As another Anti-sigma factor example is σH which regulate the osmotic stress response and the morphological differentiation in Streptomyces coelicolor as the studies results. From the same study it can be concluded that every anti-sigma factor has a specific gene location to act and affect in the cell.

Anti sigma factor and E. coli 
In E. coli, anti-anti sigma factors allow the regulation of transcription and therefore a differentiated gene expression as response to environmental conditions. 
Anti-anti sigma factors can thereby function as negative or positive regulatory elements, depending on its classification.

In Bacteriophage 
T4 bacteriophage uses anti-sigma factor to ruin the Escherichia coli polymerase in order that direct exclusive transcription of its own genes.

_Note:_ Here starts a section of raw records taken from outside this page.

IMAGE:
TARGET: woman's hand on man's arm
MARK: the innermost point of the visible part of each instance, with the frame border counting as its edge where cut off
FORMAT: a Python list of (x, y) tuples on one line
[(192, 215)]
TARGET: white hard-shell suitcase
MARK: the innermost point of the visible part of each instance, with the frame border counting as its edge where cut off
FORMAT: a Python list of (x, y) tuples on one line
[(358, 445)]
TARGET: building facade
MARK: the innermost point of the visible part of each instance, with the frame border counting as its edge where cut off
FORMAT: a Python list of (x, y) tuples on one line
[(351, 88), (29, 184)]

(AsiA is an anti-sigma factor gene that is required for bacteriophage T4 to be developed). Which means that AsiA is an essential anti-sigma factor in bacteriophage.

Sigma B Factor in Bacillus subtilis 
Sigma B was the first anti-sigma factor identified in a bacterium. It is found in Bacillus subtilis and other similar bacteria. Sigma B is a stress response factor that plays a role in survival and against destruction  that could be caused by other organisms such as mammals. General stress responses that are controlled by Sigma B are stimulated by things like temperature, salt concentration, energy depletion, etc. Once activated, Sigma B binds to the RNAP and recognizes a promoter, causing inhibition of the stimuli. Because Sigma B orthologs are conserved in various gram-positive bacteria, this anti-sigma factor plays an essential role in the evolution of different bacteria and their ability to respond to stressing factors. Scientist have found that the anti- sigma factor, Sigma B controls more than 150 genes that are influential in stress response.

RsbW in Bacillus subtilis 
When Bacillus subtilis is not under stress conditions, it is negatively regulated by the anti-sigma factor, Rsbw. RsbW is an anti-sigma factor that regulates another anti-sigma factor , sigma B. RsbW binds to sigma B and prevents it from forming an RNA polymerase holoenzyme. However, in stressed conditions, the unphosphorylated form of the protein, RsbV, competes with Sigma B for binding to RsbW. RsbV binds to RsbW, allowing sigma B to bind to the core RNA polymerase, resulting in the expression of stress response.